Como se sabe, o mito do "quarto poder", representado pelo CGT, veio abaixo inteiramente com o fracasso da organização em oferecer qualquer resistência à ação dos golpistas de abril.
d) A luta pela cidadania política dos trabalhadores do campo também constituiu uma realidade nova na história social do país. As Ligas Camponesas, que notabilizaram o advogado e deputado federal Francisco Julião, nasceram das lutas de resistência de pequenos agricultores e não-proprietários contra a tentativa de expulsão das terras onde trabalhavam; de 1959 a 1962, as Ligas tiveram uma acelerada expansão em todo o Nordeste. Contestavam elas a dominação política e econômica a que as populações rurais estavam secularmente submetidas. Em algumas localidades, ocorreram conflitos armados entre camponeses e proprietários de terras; lideranças camponesas eram perseguidas e assassinadas a mando dos latifundiários, alarmados com a politização das massas rurais.12
Na luta pela Reforma Agrária, as Ligas se associaram às demais organizações políticas progressistas do país, participando – tal como ocorre hoje com o MST – de comícios, passeatas e manifestações no Congresso em defesa das reformas de base, em particular da Reforma Agrária.

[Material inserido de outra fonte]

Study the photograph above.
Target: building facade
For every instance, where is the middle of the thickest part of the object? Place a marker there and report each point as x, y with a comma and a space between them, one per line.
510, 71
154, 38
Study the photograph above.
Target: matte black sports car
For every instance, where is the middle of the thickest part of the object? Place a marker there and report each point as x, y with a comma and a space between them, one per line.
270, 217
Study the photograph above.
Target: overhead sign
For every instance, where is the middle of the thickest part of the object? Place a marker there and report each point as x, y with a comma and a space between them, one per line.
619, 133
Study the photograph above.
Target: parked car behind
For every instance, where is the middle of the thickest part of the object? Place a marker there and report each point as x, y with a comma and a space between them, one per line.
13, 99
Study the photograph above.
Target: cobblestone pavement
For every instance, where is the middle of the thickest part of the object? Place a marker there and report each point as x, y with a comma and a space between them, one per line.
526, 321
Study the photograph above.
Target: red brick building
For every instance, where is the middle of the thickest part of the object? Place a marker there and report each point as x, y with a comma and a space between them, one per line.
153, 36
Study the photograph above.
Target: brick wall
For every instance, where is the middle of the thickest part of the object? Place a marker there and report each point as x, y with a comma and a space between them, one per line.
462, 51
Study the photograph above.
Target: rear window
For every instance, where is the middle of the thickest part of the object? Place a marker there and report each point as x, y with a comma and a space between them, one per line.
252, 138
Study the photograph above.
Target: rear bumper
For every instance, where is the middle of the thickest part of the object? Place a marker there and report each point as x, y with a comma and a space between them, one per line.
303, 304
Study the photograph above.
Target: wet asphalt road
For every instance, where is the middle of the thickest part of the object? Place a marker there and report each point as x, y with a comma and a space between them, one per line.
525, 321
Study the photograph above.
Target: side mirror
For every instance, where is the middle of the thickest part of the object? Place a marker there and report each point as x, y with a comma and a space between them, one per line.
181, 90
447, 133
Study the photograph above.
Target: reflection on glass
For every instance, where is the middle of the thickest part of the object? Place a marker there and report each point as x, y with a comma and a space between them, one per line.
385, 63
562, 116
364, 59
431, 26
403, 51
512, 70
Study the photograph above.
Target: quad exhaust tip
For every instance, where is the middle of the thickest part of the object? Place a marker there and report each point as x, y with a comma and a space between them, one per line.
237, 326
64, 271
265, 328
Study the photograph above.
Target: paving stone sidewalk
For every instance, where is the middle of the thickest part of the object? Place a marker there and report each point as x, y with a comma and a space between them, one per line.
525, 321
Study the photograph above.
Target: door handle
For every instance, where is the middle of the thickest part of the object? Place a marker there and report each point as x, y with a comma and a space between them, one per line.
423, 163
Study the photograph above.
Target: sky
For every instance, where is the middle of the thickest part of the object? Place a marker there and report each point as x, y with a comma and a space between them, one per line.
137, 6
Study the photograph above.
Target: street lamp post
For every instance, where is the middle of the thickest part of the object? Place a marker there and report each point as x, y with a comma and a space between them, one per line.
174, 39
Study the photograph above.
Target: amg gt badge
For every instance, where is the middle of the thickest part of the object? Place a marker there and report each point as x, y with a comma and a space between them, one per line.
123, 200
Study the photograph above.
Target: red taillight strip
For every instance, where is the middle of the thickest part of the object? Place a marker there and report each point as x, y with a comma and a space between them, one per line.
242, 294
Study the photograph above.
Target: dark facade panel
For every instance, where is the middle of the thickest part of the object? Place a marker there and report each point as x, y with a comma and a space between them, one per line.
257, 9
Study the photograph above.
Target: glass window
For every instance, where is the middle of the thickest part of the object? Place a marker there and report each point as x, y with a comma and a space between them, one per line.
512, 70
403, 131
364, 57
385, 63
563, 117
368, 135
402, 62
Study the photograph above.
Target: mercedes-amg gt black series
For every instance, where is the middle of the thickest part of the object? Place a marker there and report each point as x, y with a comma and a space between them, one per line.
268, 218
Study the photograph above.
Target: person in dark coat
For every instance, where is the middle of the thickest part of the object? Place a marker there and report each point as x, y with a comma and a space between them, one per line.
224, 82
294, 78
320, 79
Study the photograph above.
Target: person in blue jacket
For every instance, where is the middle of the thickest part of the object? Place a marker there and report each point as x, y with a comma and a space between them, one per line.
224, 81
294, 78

Extensas reportagens, em revistas e jornais do Brasil e do exterior, informavam seus leitores acerca da ação e dos objetivos, "subversivos" e "revolucionários", das Ligas Camponesas. O Nordeste, faminto e sedento, estava a um passo de uma radical e violenta "guerra camponesa", era a conclusão a que se chegava com a leitura dessas alarmistas reportagens da grande imprensa.
e) No pré-64, outras reivindicações políticas visavam o alargamento da democracia liberal vigente no país: entre elas, o direito de voto aos analfabetos, o direito dos setores subalternos das forças armadas de postularem cargos eletivos (a carta de 46 lhes vedava esse direito) e a legalidade do Partido Comunista Brasileiro, posto fora da lei desde 1947. Embora alguns de seus membros conseguissem ser eleitos por outros partidos, embora tivesse lideranças em sindicatos, editasse revistas e semanários,13 o PCB não podia realizar seus encontros e reuniões senão de forma clandestina e sob permanente repressão policial. A inexistência do pluralismo ideológico-partidário no pré-64 se constituía, assim, numa séria deformação da democracia política no país.
f) O golpe de 64 visou também estancar o debate político que, no Congresso e na sociedade, estava centralizado em torno das reformas sociais e políticas. De forma sintética, situemos o caso da reforma agrária – o carro-chefe das reformas sociais e econômicas.
Desde o parlamentarismo, Goulart levantou a bandeira da reforma agrária; em discurso no dia 1º de maio de 1962, o presidente propunha a revisão do Artigo 141 da Carta de 1946 que condicionava as desapropriações de terra à "prévia indenização em dinheiro". Para o conjunto dos partidos e movimentos sociais que defendiam as reformas,14 a manutenção desse artigo da Constituição, na prática, inviabilizava a reforma agrária.
Desde essa época, entidades ruralistas, setores da Igreja católica, partidos liberais conservadores (UDN e setores majoritários do PSD) e a grande imprensa, por exemplo – radicalmente contrários à revisão constitucional – fizeram campanha nacional contra a chamada reforma agrária "radical" do governo.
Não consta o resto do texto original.